Given the nature of the allegations being made by the applicants in class actions, the content and timing of any legal advice provided in relation to the Income Compliance Program is directly relevant to the issues to be decided by the Federal Court in the proceedings. Disclosing the content of any legal advice, or the date of it, would obviously have the potential to prejudice the Commonwealth's ability to defend the claims made by the applicants. The Commonwealth has discovered more than 200 documents in the class action over which legal professional privilege has been claimed. The Federal Court has upheld the Commonwealth's legal professional privilege claims over every one of those claims that has been the subject of challenge.

The position taken by the government is consistent with past practice over many years and under different governments. Former Attorney-General the Hon. Gareth Evans QC told the Senate:

Nor is it the practice or has it been the practice over the years for any government to make available legal advice from its legal advisers made in the course of the normal decision making process of government, for good practical reasons associated with good government and also as a matter of fundamental principle.
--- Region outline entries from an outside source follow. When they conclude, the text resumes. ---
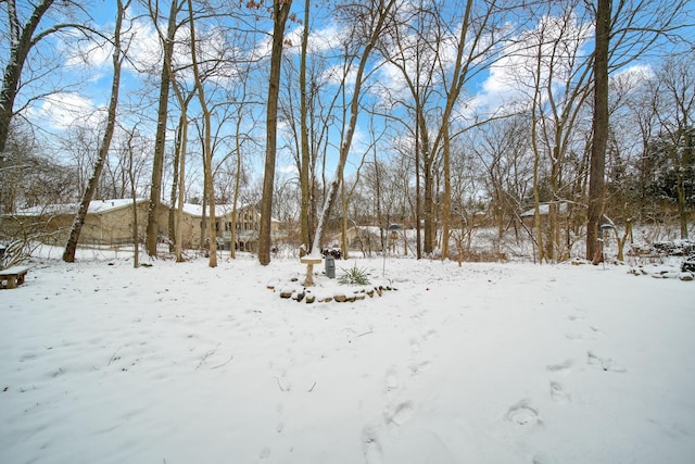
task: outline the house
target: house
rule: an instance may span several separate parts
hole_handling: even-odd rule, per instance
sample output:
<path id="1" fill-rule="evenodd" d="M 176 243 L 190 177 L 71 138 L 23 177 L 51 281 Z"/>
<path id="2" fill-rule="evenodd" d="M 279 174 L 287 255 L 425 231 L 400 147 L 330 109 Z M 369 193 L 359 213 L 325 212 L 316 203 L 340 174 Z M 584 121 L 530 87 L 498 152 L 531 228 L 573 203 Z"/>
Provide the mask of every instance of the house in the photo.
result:
<path id="1" fill-rule="evenodd" d="M 541 216 L 541 218 L 546 217 L 551 214 L 551 205 L 555 205 L 555 206 L 559 206 L 557 209 L 557 214 L 560 216 L 566 216 L 567 212 L 568 212 L 568 208 L 567 208 L 567 202 L 566 201 L 561 201 L 561 202 L 554 202 L 554 203 L 539 203 L 539 215 Z M 531 208 L 528 211 L 525 211 L 523 213 L 521 213 L 521 220 L 522 221 L 529 221 L 529 217 L 531 218 L 530 222 L 531 224 L 533 223 L 533 217 L 535 216 L 535 208 Z"/>
<path id="2" fill-rule="evenodd" d="M 136 200 L 138 236 L 146 236 L 148 199 Z M 78 203 L 49 204 L 27 208 L 2 216 L 0 233 L 7 237 L 33 237 L 49 244 L 64 246 L 72 229 Z M 200 204 L 184 203 L 181 217 L 181 242 L 187 249 L 197 249 L 207 239 L 207 218 L 210 209 L 203 211 Z M 79 244 L 100 247 L 119 247 L 132 243 L 132 224 L 135 221 L 132 199 L 94 200 L 89 203 L 87 217 L 83 226 Z M 220 248 L 229 250 L 232 241 L 233 209 L 230 204 L 215 205 L 215 236 Z M 168 237 L 169 208 L 162 204 L 157 213 L 157 234 L 162 240 Z M 237 234 L 233 237 L 236 249 L 257 250 L 261 213 L 253 205 L 243 205 L 237 210 Z M 273 241 L 281 238 L 279 221 L 273 220 L 270 234 Z"/>
<path id="3" fill-rule="evenodd" d="M 200 204 L 184 203 L 181 218 L 181 240 L 184 248 L 200 248 L 207 239 L 208 209 L 203 211 Z M 205 218 L 205 221 L 203 221 Z M 218 246 L 225 250 L 231 249 L 233 208 L 231 204 L 215 205 L 215 237 Z M 261 212 L 252 204 L 244 204 L 237 209 L 236 234 L 233 234 L 235 249 L 240 251 L 256 251 L 258 248 L 258 229 Z M 270 223 L 270 238 L 276 242 L 280 238 L 280 222 L 273 218 Z"/>
<path id="4" fill-rule="evenodd" d="M 118 247 L 132 243 L 132 199 L 93 200 L 89 203 L 79 243 Z M 149 200 L 136 199 L 138 236 L 144 237 Z M 78 203 L 48 204 L 26 208 L 2 218 L 2 233 L 10 237 L 33 236 L 49 244 L 64 246 L 72 230 Z M 166 236 L 168 208 L 157 214 L 159 234 Z"/>

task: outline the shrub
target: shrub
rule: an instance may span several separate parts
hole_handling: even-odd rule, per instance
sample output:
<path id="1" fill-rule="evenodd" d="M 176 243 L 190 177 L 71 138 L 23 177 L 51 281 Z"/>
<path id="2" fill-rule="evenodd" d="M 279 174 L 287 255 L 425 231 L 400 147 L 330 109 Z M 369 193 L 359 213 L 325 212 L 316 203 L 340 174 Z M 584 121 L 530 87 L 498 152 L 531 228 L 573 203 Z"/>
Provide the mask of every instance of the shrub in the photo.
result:
<path id="1" fill-rule="evenodd" d="M 338 278 L 340 285 L 369 285 L 366 269 L 357 268 L 355 264 L 350 269 L 343 269 L 344 274 Z"/>

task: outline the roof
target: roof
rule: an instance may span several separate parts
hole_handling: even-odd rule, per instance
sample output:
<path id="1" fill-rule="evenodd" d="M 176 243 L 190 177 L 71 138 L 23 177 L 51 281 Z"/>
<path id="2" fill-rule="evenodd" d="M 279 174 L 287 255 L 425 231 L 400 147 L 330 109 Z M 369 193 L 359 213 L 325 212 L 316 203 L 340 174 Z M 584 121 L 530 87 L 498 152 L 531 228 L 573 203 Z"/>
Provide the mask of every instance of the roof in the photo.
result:
<path id="1" fill-rule="evenodd" d="M 559 203 L 560 209 L 559 213 L 567 213 L 567 202 L 563 201 Z M 539 204 L 539 214 L 541 216 L 547 216 L 551 213 L 551 203 L 541 203 Z M 529 211 L 525 211 L 521 213 L 521 217 L 533 217 L 535 215 L 535 209 L 532 208 Z"/>
<path id="2" fill-rule="evenodd" d="M 142 203 L 149 201 L 144 198 L 137 198 L 136 202 Z M 103 214 L 110 211 L 119 210 L 132 204 L 131 198 L 113 199 L 113 200 L 92 200 L 89 202 L 87 210 L 90 214 Z M 79 209 L 79 203 L 55 203 L 46 204 L 40 206 L 25 208 L 17 210 L 15 216 L 46 216 L 46 215 L 63 215 L 63 214 L 76 214 Z"/>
More recently, former Attorney-General George Brandis said:

What it represents is both a statement of the universal practice of all Australian governments since Federation in relation to legal advice, subject in exceptional circumstances to waiver, I acknowledge, but that is something that is seldom done and is never done, nor should be done, if the advice to government is that the publication of the advice would prejudice the legal position of the Commonwealth.
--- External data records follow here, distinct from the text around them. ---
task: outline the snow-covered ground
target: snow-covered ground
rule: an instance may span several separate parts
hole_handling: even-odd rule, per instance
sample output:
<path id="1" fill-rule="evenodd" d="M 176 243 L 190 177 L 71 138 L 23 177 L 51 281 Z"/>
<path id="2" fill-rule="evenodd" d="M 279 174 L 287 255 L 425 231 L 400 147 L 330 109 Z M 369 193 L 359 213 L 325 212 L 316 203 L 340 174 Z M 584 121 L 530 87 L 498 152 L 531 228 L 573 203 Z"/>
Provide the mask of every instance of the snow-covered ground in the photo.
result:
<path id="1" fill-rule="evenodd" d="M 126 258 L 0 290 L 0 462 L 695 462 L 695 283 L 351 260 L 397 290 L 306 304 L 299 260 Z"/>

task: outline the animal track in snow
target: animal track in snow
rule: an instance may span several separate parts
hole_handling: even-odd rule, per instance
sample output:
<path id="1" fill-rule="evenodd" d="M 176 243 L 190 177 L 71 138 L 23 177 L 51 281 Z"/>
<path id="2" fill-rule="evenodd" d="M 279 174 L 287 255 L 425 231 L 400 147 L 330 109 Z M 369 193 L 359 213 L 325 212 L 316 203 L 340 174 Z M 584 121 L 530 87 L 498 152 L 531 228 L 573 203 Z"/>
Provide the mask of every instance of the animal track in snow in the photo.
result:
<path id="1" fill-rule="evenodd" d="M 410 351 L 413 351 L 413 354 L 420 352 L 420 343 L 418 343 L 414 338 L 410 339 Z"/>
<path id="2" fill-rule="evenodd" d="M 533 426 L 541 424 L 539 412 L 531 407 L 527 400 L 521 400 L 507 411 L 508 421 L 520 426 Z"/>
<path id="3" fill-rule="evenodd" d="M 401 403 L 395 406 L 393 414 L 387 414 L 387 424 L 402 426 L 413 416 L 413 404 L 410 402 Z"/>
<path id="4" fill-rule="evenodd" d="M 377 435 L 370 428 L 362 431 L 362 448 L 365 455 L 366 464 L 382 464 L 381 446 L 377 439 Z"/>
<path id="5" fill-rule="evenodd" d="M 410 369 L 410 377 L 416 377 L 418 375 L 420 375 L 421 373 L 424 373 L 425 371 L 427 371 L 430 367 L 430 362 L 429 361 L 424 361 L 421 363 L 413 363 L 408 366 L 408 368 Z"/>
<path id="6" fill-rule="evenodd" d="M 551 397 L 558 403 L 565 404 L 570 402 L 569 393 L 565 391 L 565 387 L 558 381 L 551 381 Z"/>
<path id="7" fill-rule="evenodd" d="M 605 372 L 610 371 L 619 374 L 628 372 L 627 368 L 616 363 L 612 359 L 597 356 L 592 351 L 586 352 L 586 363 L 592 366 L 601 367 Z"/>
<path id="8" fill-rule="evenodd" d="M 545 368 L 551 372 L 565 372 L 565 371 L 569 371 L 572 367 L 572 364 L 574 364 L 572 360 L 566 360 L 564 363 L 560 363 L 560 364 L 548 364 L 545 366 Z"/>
The third interim report has also commented on the executive minute to the Minister for Social Services dated 12 February 2015. The subject of the minute is a public interest immunity claim by the government on the ground that its disclosure would or could reasonably be expected to reveal the deliberations of the cabinet. Notwithstanding this, the third interim report, adopted by the Senate, seeks production of the minute. While the minute was provided to the Commonwealth Ombudsman, it is important to note that the limited disclosure to the Ombudsman in these circumstances is not consistent with the maintenance of cabinet confidentiality. It should also be noted that, as a part of the class action litigation, the Federal Court upheld claims of public interest immunity in relation to such documents. This type of claim for public interest immunity in relation to material supporting cabinet deliberations and decision-making has also been consistent practice by successive governments and was supported by the then Minister for Climate Change and Water, Senator the Hon. Penny Wong, when she stated:

Last week the government opposed a motion for a Senate order for me to produce departmental documents relating to management options for the lower lakes . The government did so on the basis of extensive precedents including those set by the previous government where advice to government of a similar nature—that is, for the purposes of government’s deliberative processes—had not been provided on the order of the Senate. Those opposite cannot possibly take issue with that.
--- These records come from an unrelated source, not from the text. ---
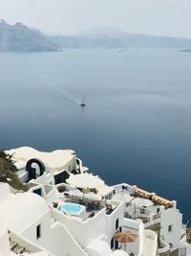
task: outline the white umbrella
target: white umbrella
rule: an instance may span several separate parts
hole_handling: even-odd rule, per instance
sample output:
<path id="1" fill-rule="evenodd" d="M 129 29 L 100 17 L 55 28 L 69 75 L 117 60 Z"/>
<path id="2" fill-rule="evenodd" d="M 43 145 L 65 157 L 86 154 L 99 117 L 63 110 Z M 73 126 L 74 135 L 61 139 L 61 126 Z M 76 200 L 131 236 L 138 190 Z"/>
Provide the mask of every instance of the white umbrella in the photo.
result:
<path id="1" fill-rule="evenodd" d="M 104 181 L 100 179 L 98 176 L 95 176 L 89 174 L 80 174 L 70 175 L 69 178 L 66 179 L 67 183 L 76 188 L 81 189 L 96 189 L 104 184 Z"/>

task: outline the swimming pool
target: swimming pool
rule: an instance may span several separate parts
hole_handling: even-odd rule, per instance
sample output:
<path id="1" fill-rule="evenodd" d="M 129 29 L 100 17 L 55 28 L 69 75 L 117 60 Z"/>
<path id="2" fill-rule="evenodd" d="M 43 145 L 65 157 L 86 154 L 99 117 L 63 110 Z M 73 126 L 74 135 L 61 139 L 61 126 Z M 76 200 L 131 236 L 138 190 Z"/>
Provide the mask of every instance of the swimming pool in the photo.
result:
<path id="1" fill-rule="evenodd" d="M 79 215 L 85 212 L 86 207 L 78 203 L 67 202 L 60 205 L 60 210 L 61 211 L 66 210 L 73 215 Z"/>

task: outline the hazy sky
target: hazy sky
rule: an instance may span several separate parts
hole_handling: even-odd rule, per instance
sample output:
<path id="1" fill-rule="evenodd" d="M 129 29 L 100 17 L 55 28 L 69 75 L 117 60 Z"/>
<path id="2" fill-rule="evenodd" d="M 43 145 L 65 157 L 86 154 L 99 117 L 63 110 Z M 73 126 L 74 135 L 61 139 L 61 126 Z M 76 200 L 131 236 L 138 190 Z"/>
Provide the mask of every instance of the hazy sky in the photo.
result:
<path id="1" fill-rule="evenodd" d="M 107 26 L 191 37 L 191 0 L 0 0 L 0 18 L 49 34 Z"/>

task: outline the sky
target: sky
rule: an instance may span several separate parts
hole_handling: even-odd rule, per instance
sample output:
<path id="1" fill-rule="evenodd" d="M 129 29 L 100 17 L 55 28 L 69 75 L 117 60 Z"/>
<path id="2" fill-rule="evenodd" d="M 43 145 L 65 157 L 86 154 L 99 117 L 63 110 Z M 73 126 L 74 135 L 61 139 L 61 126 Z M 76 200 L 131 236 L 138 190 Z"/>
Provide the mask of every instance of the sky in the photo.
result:
<path id="1" fill-rule="evenodd" d="M 0 0 L 0 18 L 50 35 L 114 27 L 191 38 L 191 0 Z"/>

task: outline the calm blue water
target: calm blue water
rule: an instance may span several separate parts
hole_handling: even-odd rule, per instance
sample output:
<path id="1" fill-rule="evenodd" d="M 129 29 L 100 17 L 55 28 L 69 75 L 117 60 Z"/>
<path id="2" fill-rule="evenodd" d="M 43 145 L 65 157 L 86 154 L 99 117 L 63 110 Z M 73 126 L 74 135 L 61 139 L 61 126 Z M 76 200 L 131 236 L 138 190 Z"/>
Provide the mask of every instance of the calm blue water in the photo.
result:
<path id="1" fill-rule="evenodd" d="M 23 145 L 72 148 L 108 184 L 177 199 L 191 220 L 191 54 L 0 54 L 0 148 Z"/>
That was on 1 September 2008.

The third interim report noted that it may be appropriate to disclose the minute to the committee in camera. However, disclosing the deliberations of cabinet to opposition and crossbench senators would not maintain the well-established principle that the deliberations of cabinet should be able to be conducted in secrecy, nor would it preserve the freedom of deliberation of the cabinet. By making a public interest claim in respect of the minute, the government is doing no more than establishing a well-established right to protect the public disclosure of cabinet deliberations in the same way as has been done by past successive governments. A letter from the Minister for Government Services responding to these matters has also been provided to the President of the Senate.